How Online Social Networking Facilitates Learning In Schools And Libraries
Every school has a few friends that come regularly. These people, all over age 10, talk about movies, their families, and the latest memes. These friends may only visit your library once or twice a year. But, their presence is critical, and is still critical in today’s educational environment.
Why? Well, here’s a simple fact: if all of the children around you don’t learn how to speak up for themselves, speak truth to power, work together, and collaborate in schools and in the community, it will be hard for you to complete your own level of education and lead a productive life.
Meet These Discouraged Students and Learn How They Were Renewed
We’ve seen many former students, students like 9-year-old Eliza, overcome challenges to succeed, succeed, and succeed. If there is anyone to try and inspire you in this program, it’s Eliza, an avid tweeter with millions of followers and over 25,000 followers on Twitter. Eliza became a social media influencer by choosing to speak her mind on important issues. You can learn more about her on her website.
Another familiar face is 9-year-old, Mackenzie. Mackenzie is an author and a learner who loves to share his work. Mackenzie’s latest novel, Mixed Nuts, came out this year. The captivating story features kids from various backgrounds working together for the betterment of the world. It includes “Awesome Duos,” such as Orphan vs. Company, and relies on positive language.
Another example of successful re-engagement through online social networking is Georgia, a 11-year-old learner. Georgia participated in The Consumer Corps’ six-week course that could inspire other students to engage with tools of the library. Georgia is currently in 12th grade and plans to attend college next year. Georgia’s work-study internships have fueled an interest in a career in finance.
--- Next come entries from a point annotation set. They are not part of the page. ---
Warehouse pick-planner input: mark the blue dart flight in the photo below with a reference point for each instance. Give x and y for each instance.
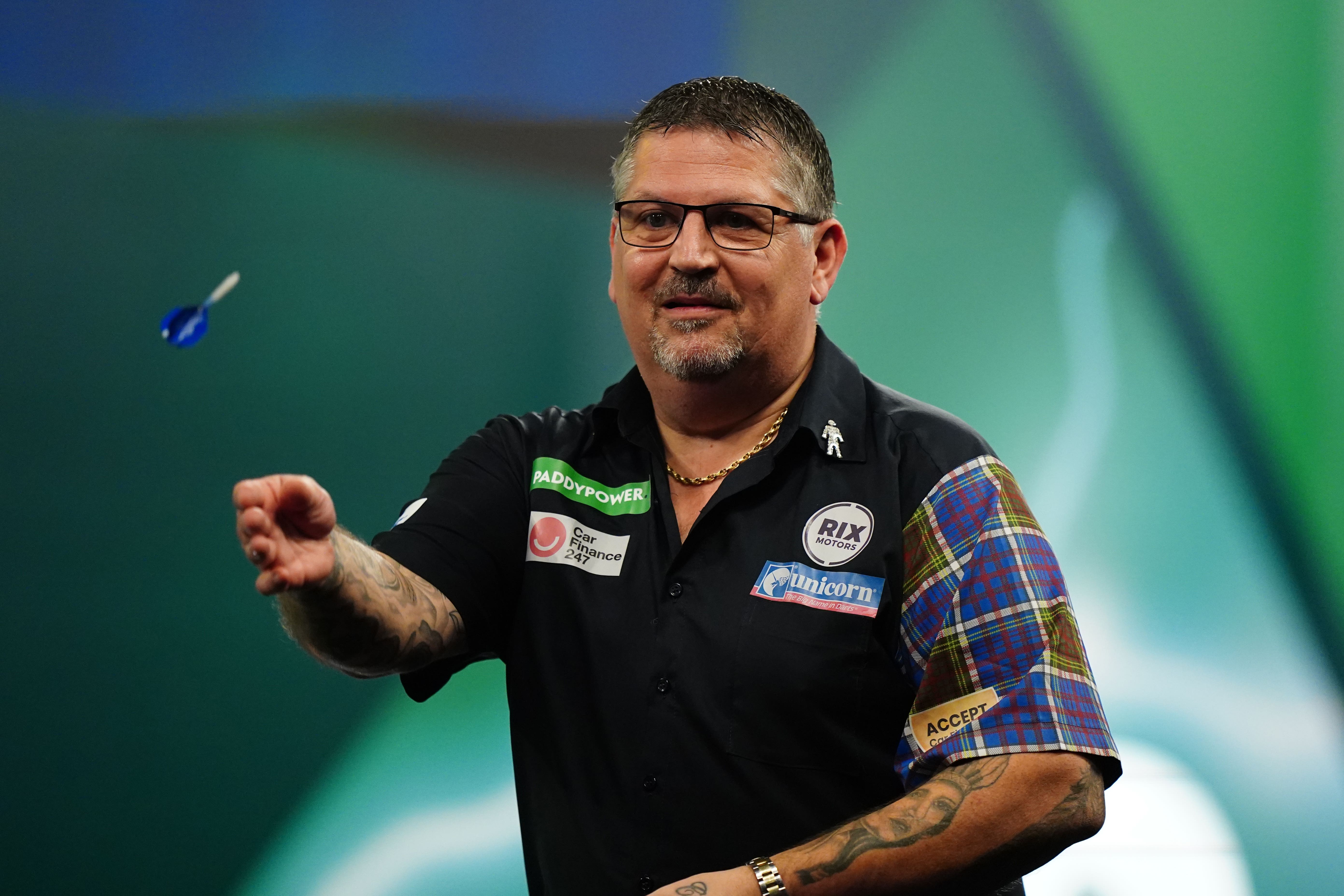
(185, 326)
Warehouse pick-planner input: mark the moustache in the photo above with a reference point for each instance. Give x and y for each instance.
(705, 288)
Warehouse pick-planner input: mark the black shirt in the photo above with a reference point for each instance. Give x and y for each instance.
(681, 708)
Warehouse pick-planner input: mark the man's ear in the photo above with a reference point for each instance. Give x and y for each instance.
(611, 245)
(828, 246)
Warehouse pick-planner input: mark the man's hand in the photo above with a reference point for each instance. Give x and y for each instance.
(342, 601)
(284, 526)
(736, 882)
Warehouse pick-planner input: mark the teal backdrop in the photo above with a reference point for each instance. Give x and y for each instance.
(164, 737)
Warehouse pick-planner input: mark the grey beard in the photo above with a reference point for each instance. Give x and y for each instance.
(695, 362)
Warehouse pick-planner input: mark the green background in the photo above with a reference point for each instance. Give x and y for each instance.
(163, 734)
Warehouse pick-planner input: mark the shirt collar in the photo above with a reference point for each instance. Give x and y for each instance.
(833, 395)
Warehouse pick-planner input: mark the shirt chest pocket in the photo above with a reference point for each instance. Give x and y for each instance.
(796, 686)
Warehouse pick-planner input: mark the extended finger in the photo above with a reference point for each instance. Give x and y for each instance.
(261, 551)
(307, 506)
(255, 522)
(253, 494)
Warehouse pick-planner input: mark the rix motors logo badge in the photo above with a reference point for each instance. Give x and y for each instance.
(838, 534)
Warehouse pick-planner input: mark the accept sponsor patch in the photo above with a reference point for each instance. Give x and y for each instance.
(554, 538)
(839, 592)
(935, 726)
(613, 500)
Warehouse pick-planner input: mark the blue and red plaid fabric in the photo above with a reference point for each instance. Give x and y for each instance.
(986, 607)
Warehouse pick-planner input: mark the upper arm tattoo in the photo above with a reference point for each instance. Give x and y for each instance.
(925, 812)
(929, 811)
(373, 617)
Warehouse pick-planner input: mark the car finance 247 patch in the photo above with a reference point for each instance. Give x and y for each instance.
(554, 538)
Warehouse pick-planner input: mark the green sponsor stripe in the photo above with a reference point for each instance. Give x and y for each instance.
(613, 500)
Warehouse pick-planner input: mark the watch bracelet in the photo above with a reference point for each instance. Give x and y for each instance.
(768, 876)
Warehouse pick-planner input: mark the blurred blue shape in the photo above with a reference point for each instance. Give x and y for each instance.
(185, 326)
During the course of this program, you will take a session to examine the digital communication tools that digital educators use to encourage active learning, such as Rhapsody, Launchpad, and Wing. You will also explore what’s new about video game development, which will inform many conversations you will have with your fellow learners. By understanding the benefits of learning and collaboration through digital tools, you will help to rebuild bridges across distances in your own community.
The difficult part of this program, however, may be figuring out which tools should represent your school. You and the other students will have access to more knowledge than ever before. So, in addition to the training you will receive in digital learning, you will also study materials such as Pomegranate, EdRx, Android, and Flipboard, and more.
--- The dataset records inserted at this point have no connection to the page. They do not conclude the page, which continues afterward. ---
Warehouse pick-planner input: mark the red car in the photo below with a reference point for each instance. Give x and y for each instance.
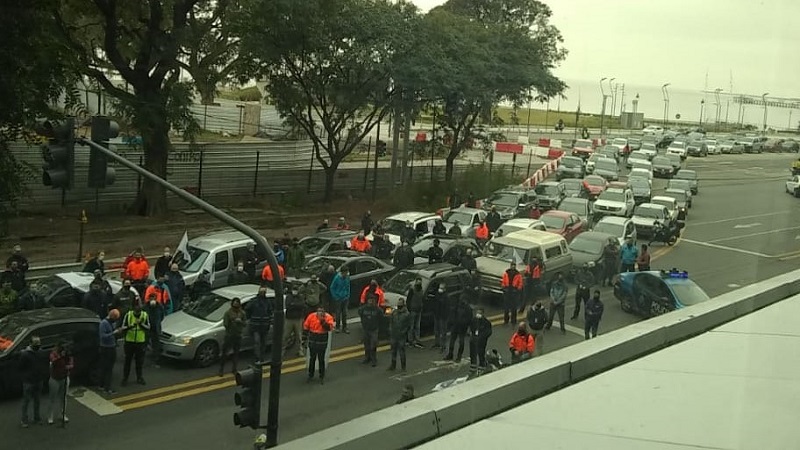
(595, 184)
(564, 223)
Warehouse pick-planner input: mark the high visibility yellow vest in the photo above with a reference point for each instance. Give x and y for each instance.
(136, 333)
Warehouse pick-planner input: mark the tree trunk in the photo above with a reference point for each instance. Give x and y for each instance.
(152, 199)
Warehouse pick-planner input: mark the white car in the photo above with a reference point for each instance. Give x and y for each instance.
(668, 202)
(793, 185)
(619, 227)
(614, 202)
(677, 148)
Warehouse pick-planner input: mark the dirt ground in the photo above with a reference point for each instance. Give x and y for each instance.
(48, 240)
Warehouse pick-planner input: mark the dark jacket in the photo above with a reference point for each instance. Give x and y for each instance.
(370, 317)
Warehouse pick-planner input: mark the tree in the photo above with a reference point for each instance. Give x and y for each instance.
(36, 74)
(473, 65)
(329, 65)
(141, 42)
(212, 51)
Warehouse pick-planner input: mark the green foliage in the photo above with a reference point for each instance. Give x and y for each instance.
(328, 64)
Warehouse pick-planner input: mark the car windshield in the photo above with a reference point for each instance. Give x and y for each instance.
(649, 212)
(688, 292)
(198, 260)
(553, 222)
(210, 307)
(613, 229)
(505, 252)
(312, 245)
(588, 246)
(401, 281)
(546, 189)
(319, 264)
(458, 216)
(503, 199)
(612, 195)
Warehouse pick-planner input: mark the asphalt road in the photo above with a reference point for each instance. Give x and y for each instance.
(741, 229)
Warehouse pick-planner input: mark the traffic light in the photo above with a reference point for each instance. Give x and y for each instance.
(58, 153)
(248, 398)
(103, 130)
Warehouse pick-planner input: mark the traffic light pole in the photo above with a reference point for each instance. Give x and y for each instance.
(265, 250)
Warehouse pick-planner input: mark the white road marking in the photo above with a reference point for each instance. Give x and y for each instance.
(732, 249)
(754, 216)
(762, 233)
(749, 225)
(94, 402)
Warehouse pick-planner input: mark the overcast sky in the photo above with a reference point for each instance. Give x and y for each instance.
(651, 42)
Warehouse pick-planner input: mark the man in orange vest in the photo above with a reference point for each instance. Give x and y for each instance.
(360, 243)
(482, 233)
(512, 290)
(376, 290)
(316, 329)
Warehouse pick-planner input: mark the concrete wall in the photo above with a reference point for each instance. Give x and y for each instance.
(426, 418)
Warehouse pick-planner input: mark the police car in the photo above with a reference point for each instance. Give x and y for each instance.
(653, 293)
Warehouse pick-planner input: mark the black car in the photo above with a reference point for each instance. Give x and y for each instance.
(325, 242)
(363, 268)
(76, 327)
(454, 247)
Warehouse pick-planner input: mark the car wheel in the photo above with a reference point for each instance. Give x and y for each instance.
(207, 354)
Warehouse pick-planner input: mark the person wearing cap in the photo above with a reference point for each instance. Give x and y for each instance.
(19, 258)
(435, 253)
(108, 333)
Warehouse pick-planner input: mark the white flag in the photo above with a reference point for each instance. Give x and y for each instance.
(183, 247)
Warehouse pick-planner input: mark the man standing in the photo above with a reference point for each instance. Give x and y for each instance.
(415, 299)
(259, 317)
(558, 296)
(370, 323)
(316, 328)
(340, 298)
(33, 372)
(399, 325)
(136, 325)
(629, 254)
(594, 312)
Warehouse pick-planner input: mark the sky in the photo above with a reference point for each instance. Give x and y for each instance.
(652, 42)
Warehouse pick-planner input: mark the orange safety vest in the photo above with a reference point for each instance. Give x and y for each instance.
(522, 344)
(482, 232)
(516, 283)
(360, 245)
(266, 274)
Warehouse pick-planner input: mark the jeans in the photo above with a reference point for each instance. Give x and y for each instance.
(398, 348)
(556, 309)
(57, 397)
(413, 332)
(340, 311)
(108, 357)
(133, 351)
(31, 393)
(371, 346)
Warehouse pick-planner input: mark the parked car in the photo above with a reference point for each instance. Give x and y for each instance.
(568, 225)
(75, 327)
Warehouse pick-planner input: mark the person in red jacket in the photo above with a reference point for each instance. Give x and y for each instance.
(522, 344)
(373, 288)
(512, 291)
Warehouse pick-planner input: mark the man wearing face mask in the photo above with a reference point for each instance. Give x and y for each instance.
(239, 276)
(592, 316)
(163, 262)
(136, 324)
(259, 315)
(480, 329)
(415, 298)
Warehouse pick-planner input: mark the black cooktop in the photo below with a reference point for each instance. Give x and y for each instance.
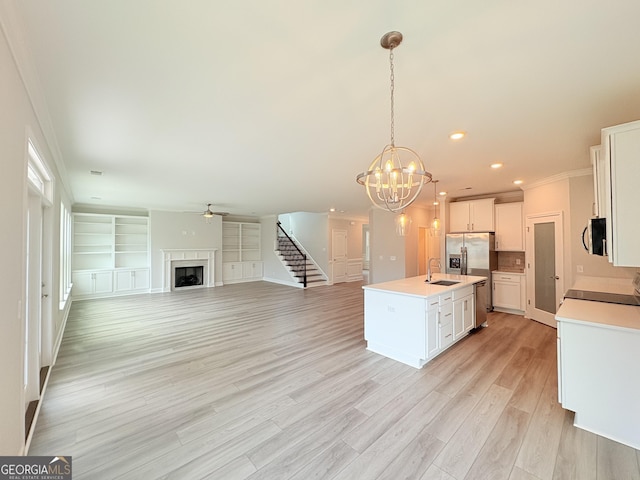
(603, 297)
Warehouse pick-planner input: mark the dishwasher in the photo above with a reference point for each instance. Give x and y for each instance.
(480, 289)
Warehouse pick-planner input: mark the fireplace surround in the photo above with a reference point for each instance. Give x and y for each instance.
(196, 267)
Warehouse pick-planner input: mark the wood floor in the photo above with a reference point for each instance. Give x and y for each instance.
(262, 381)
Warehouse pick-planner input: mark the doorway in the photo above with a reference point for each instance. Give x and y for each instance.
(545, 267)
(339, 255)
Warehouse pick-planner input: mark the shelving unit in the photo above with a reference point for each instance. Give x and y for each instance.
(241, 257)
(108, 249)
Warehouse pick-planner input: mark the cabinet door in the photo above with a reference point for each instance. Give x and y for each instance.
(482, 215)
(141, 279)
(433, 330)
(506, 294)
(103, 282)
(231, 271)
(123, 280)
(82, 283)
(459, 217)
(509, 227)
(625, 172)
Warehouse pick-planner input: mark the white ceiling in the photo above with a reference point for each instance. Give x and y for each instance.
(264, 107)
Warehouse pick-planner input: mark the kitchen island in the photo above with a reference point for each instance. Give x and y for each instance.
(412, 321)
(598, 362)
When it comes to choosing the tools you can use for your own school, parents will have different needs. Fortunately, you will be able to consider the level of complexity and importance that a teacher requires.
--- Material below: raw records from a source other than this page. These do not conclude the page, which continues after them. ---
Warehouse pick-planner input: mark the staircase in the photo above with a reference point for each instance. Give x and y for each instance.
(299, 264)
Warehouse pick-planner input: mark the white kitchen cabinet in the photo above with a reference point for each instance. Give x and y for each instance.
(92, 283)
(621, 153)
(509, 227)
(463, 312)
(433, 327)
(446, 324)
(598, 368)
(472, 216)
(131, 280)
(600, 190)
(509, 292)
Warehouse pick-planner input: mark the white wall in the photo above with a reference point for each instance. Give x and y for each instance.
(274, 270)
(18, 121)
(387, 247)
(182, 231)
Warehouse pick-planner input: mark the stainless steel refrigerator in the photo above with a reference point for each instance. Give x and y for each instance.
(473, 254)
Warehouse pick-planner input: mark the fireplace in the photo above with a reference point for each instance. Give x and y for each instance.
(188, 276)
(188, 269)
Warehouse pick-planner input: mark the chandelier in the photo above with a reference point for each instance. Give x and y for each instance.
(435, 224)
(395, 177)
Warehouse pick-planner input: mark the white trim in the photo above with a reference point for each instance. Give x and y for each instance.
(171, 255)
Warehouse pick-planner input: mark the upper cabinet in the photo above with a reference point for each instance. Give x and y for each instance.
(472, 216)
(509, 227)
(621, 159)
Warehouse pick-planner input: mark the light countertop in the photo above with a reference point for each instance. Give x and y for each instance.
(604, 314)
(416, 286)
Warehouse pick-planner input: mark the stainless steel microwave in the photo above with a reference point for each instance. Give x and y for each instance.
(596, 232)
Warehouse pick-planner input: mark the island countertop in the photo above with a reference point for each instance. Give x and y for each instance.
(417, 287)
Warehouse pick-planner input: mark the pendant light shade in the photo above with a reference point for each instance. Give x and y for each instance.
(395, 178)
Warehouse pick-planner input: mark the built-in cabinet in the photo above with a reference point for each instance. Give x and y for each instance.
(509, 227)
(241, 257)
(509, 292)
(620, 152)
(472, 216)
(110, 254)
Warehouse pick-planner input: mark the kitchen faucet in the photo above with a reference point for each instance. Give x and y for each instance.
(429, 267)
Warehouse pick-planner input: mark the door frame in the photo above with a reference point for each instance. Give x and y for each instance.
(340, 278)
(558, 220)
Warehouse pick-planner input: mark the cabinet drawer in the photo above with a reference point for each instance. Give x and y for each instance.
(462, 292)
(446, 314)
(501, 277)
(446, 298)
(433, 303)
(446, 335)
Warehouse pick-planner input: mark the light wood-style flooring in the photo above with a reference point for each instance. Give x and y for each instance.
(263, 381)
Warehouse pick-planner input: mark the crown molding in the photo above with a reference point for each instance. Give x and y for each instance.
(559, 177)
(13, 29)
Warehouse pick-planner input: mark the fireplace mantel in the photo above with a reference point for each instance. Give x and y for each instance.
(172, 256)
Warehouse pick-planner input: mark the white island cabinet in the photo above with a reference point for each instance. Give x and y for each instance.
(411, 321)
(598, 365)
Many students’ parents prefer the more experienced and hands-on classroom options, such as the Board-Based Modules for AASCAP, which work together with Algebra I, Algebra II, and Pre-Calculus. Other students’ parents may prefer computer-based training options. And, many students might prefer a school with a third alternative—a free online social networking service. In these scenarios, you can work together to build what works best for your school.
The Digital Literacy Series has been designed as a resource to provide the support parents, teachers, and students need to develop, strengthen, and employ digital tools for open, engaging, and learning experiences. It’s important that you choose your learning experience wisely. Please use these resources in conjunction with your own physical and digital libraries.
This program will not only help you and your students be more successful, but also lead to healthier and happier lives. Taking part in this program could encourage students to focus more on the positive, and to feel empowered to change the world around them.